Il me lança un regard noir, puis se précipita dans le couloir. Quelques secondes plus tard, nous entendîmes la porte de la salle de bain claquer.

Maman et Lisa sortirent de leur cachette juste à temps pour entendre Oleg crier depuis la salle de bain :
« Où est passé tout le papier toilette ?!
Je ne pus m’empêcher d’éclater de rire.
« On l’a pris avec le fauteuil ! » m’écriai-je en riant. « Après tout, ça appartient aussi à maman !
— QUOI ?! — a-t-il hurlé en réponse.
Il semblait ne toujours pas comprendre, alors maman s’est approchée de la porte de la salle de bain.
— JE TE QUITTE, OLÉG ! Et j’ai pris ce qui m’appartient, a-t-elle dit d’une voix forte. Y compris ma dignité.
Oleg gémit bruyamment derrière la porte.
« Tu ne peux pas partir comme ça ! » cria-t-il.
« REGARDE-MOI ! » répondit maman. « Même si tu n’es probablement pas en mesure de le faire pour le moment, profite bien de ta nuit dans la salle de bain !

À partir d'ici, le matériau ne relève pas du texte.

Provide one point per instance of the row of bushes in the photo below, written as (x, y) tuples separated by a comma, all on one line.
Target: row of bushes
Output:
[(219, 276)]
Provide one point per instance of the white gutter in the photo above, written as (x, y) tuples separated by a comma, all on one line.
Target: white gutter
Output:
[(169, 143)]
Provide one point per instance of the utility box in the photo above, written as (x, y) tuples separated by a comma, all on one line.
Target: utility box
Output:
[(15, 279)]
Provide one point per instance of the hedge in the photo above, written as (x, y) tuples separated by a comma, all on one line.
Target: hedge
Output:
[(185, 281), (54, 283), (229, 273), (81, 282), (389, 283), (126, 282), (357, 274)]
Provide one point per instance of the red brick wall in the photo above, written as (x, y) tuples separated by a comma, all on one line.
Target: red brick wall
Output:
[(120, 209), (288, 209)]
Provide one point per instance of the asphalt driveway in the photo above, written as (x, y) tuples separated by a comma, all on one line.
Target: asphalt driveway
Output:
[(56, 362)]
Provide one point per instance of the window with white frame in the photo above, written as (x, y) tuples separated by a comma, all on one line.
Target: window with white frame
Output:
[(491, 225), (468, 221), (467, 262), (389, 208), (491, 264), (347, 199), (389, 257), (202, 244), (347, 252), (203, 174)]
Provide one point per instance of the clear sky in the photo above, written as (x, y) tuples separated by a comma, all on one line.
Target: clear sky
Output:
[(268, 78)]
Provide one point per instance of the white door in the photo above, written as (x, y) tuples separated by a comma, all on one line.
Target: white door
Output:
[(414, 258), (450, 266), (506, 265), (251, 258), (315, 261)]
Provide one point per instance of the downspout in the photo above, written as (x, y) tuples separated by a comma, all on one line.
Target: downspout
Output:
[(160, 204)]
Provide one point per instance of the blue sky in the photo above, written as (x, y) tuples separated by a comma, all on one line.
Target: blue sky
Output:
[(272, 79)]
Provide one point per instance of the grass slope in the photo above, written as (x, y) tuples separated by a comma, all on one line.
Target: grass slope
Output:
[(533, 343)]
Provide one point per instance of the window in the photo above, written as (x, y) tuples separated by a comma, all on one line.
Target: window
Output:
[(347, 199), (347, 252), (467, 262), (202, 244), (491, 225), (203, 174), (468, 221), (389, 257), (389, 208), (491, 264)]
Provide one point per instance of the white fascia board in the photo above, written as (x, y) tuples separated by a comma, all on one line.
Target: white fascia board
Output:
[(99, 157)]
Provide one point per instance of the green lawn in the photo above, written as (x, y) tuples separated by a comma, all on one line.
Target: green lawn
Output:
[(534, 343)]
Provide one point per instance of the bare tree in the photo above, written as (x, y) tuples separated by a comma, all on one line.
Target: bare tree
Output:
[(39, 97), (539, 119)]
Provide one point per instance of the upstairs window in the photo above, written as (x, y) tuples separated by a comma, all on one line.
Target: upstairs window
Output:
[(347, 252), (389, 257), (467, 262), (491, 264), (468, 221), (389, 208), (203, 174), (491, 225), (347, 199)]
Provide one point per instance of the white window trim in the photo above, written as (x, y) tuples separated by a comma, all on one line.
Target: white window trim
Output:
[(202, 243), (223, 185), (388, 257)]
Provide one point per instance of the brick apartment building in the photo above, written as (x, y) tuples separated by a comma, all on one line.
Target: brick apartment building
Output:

Mes sœurs et moi avons échangé un regard et avons éclaté de rire.
Oleg gémit à nouveau, suivi d’autres sons désagréables, ce qui nous indiqua qu’il était temps de partir.
« Allons-y, maman », dis-je.
Elle acquiesça et sortit avec nous, nous remerciant de notre aide.
Le lendemain, Oleg essaya de l’appeler. Il laissa des messages vocaux avec de faux excuses et des justifications pitoyables.
« Lena, sois raisonnable ! Tu ne peux pas partir comme ça ! » suppliait-il.
Mais maman ne répondait pas et ne rappelait pas.
Au lieu de cela, nous avons eu une meilleure idée.
Pour son anniversaire, nous avons envoyé un petit cadeau à Oleg. Un paquet de papier toilette, emballé aussi joliment que celui qu’il avait offert à maman.

À l’intérieur, il y avait un mot :
« Pour un vrai homme ».
Maman a emménagé chez Lisa, temporairement, pendant que nous l’aidions à se remettre sur pied. Anton était ravi d’apprendre notre plan et regrettait de ne pas être là.
D’après ce que j’ai entendu, Oleg continue de se plaindre à tout le monde. Maman vit enfin sa vie sans son contrôle, et nous sommes incroyablement fiers d’elle.